To najlepszy sondażowy wynik prezydenta od czasu objęcia władzy (fot. PAP/Andrzej Grygiel)
PAP / pz

Prezydentowi Bronisławowi Komorowskiemu ufa 70 proc. Polaków - wynika z najnowszego sondażu CBOS. To najlepszy wynik Komorowskiego od czasu objęcia prezydentury. Na drugim miejscu znalazł się premier Donald Tusk (52 proc.), na trzecim - wicepremier Waldemar Pawlak (49 proc.).

Jak wskazuje CBOS, równie dużym zaufaniem Komorowski cieszył się w maju 2010 roku, kiedy po tragicznej śmierci Lecha Kaczyńskiego występował w trzech rolach: marszałka Sejmu, wykonującego obowiązki prezydenta i jednocześnie kandydata PO na urząd prezydencki. W porównaniu do lipca, notowania prezydenta poprawiły się o 4 punkty procentowe, jednocześnie ubyło nieco badanych, którzy mu nie ufają (spadek nieufności o 3 punkty).

Podobnie jak w lipcu, drugie miejsce wśród polityków najczęściej obdarzanych zaufaniem społecznym zajmuje premier Donald Tusk, któremu ufa nieco ponad połowa ankietowanych (52 proc.; w lipcu - 51 proc.). Trzecia pozycja w tej klasyfikacji przypadła wicepremierowi i szefowi koalicyjnego PSL Waldemarowi Pawlakowi, który cieszy się zaufaniem prawie co drugiego ankietowanego (49 proc.). W stosunku do lipcowych notowań, zaufanie do prezesa Stronnictwa wzrosło o 4 punkty proc.
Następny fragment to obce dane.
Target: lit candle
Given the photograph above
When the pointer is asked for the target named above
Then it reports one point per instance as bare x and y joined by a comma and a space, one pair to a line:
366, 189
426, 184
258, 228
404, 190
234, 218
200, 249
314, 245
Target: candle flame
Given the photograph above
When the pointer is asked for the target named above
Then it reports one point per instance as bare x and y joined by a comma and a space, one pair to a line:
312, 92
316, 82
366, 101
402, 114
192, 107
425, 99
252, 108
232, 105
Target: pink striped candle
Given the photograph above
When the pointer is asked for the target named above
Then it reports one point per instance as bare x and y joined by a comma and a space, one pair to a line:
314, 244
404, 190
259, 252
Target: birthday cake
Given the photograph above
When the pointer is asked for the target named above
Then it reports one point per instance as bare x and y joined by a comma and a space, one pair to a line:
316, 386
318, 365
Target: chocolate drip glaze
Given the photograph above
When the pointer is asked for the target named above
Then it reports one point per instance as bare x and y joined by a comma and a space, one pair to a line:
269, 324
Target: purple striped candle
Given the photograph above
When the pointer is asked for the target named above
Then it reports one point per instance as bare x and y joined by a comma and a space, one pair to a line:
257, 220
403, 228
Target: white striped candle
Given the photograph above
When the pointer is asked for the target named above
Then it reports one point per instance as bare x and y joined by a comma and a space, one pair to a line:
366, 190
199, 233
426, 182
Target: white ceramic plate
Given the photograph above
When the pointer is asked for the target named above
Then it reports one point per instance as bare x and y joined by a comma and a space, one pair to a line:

Trochę mniejszym zaufaniem cieszy się obecnie szef MSZ Radosław Sikorski (46 proc.; w lipcu - 50 proc.), który minimalnie wyprzedza w tym rankingu liderów SLD - przewodniczącego Sojuszu Grzegorza Napieralskiego oraz Ryszarda Kalisza (po 44 proc. wskazań). Obaj politycy SLD zyskali w stosunku do badania licowego: Napieralski 2 punkty proc., a Kalisz 1 punkt proc.

Kolejne miejsca zajmuje grupa polityków, którym ufa po około jednej trzeciej badanych: minister zdrowia Ewa Kopacz (39 proc.), marszałek Sejmu Grzegorz Schetyna (35 proc.), szef MSWiA Jerzy Miller oraz prezes PiS Jarosław Kaczyński (po 32 proc.).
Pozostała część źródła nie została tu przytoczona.